No, I just cut until the function name in order to give the context for
the next comment and then cut inside the function.

> > > + /*
> > > + * The J-Core PIT is not hard-wired to a particular IRQ, but
> > > + * integrated with the interrupt controller such that the IRQ it
> > > + * generates is programmable. The programming interface has a
> > > + * legacy field which was an interrupt priority for AIC1, but
> > > + * which is OR'd onto bits 2-5 of the generated IRQ number when
> > > + * used with J-Core AIC2, so set it to match these bits.
> > > + */
> > > + hwirq = irq_get_irq_data(pit_irq)->hwirq;
> > > + irqprio = (hwirq >> 2) & PIT_PRIO_MASK;
> > > + enable_val = (1U << PIT_ENABLE_SHIFT)
> > > + | (hwirq << PIT_IRQ_SHIFT)
> > > + | (irqprio << PIT_PRIO_SHIFT);
> > > +
> >
> > Why mention AIC1 if there is not test to check if AIC1 || AIC2 ?
> >
> > Will be the same information available if the irqchip is AIC1 ?
>
> The bit layout of the PIT enable register is:
>
> .....e..ppppiiiiiiii............
>
> where the .'s indicate unrelated/unused bits, e is enable, p is
> priority, and i is hard irq number.
>
> For the PIT included in AIC1 (obsolete but still in use), any hard irq
> (trap number) can be programmed via the 8 iiiiiiii bits, and a
> priority (0-15) is programmable separately in the pppp bits.
>
> For the PIT included in AIC2 (current), the programming interface is
> equivalent modulo interrupt mapping. This is why a different
> compatible tag was not used. However only traps 64-127 (the ones
> actually intended to be used for interrupts, rather than
> syscalls/exceptions/etc.) can be programmed (the high 2 bits of i are
> ignored) and the priority pppp is <<2'd and or'd onto the irq number.
> This was a poor decision made on the hardware engineering side based
> on a wrong assumption that preserving old priority mapping of outdated
> software was important, whereas priorities weren't/aren't even being
> used.
>
> When we do the next round of interrupt controller improvements (AIC3)
> the PIT programming interface should remain compatible with the
> driver; likely the priority bits will just be ignored.
>
> If we do want to change the programming interface beyond this at some
> point (that maay be a good idea, since we have identified several
> things that are less than ideal for Linux, like the sechi/seclo/ns
> clocksource), a new compatible tag will be added instead.

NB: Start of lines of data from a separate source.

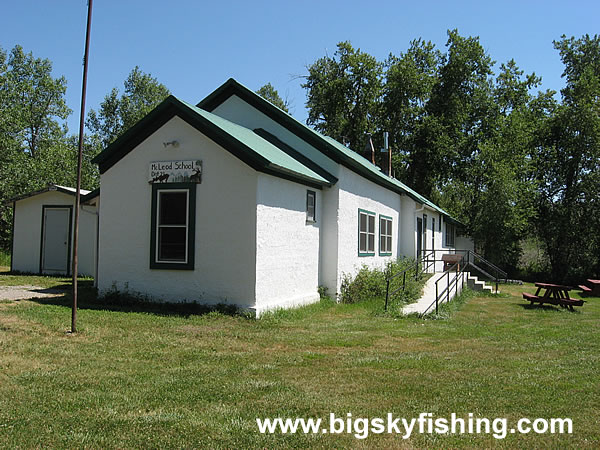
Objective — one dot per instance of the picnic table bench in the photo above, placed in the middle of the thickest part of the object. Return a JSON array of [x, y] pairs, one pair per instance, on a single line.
[[555, 294]]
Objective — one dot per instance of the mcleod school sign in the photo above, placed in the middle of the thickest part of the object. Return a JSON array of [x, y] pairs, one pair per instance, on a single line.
[[175, 171]]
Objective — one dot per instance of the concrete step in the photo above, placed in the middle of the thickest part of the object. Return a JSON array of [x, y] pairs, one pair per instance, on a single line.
[[477, 285]]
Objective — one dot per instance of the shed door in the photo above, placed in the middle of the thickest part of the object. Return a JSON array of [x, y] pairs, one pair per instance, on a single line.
[[56, 240]]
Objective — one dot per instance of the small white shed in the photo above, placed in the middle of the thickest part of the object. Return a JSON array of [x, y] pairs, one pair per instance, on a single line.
[[43, 224]]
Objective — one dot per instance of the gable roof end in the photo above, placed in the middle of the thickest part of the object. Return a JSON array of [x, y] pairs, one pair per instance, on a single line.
[[328, 146], [243, 143]]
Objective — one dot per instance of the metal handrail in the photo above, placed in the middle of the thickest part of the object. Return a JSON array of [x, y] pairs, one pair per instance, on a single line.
[[496, 278], [429, 256], [489, 264], [418, 272], [459, 269]]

Ok, thanks for the clarification. Can you add your answer as a comment for
the bits dance above ?

> > I have to admin I find strange this driver has to invoke irq_get_irq_data(),
> > it is the only one and it sounds even strange it has to be stored per cpu below.
>
> The timer will not actually generate the irq it's assigned to (or any
> interrupt at all) unless/until it's programmed for the (hard) irq
> number. The need to use irq_get_irq_data comes from the fact that the
> hardware needs the hard irq number, not a virq number, which could in
> principle be different.
>
> There's probably some argument that could have been made that the
> irqchip and clocksource/timer driver should have been unified since
> they're unified in the hardware and have this awkward programming
> relationship, but that didn't fit the Linux model very well and I
> think having them factored like this encourages future versions of the
> hardware to adapt to the model the software wants.

Ok, thanks.

-- Daniel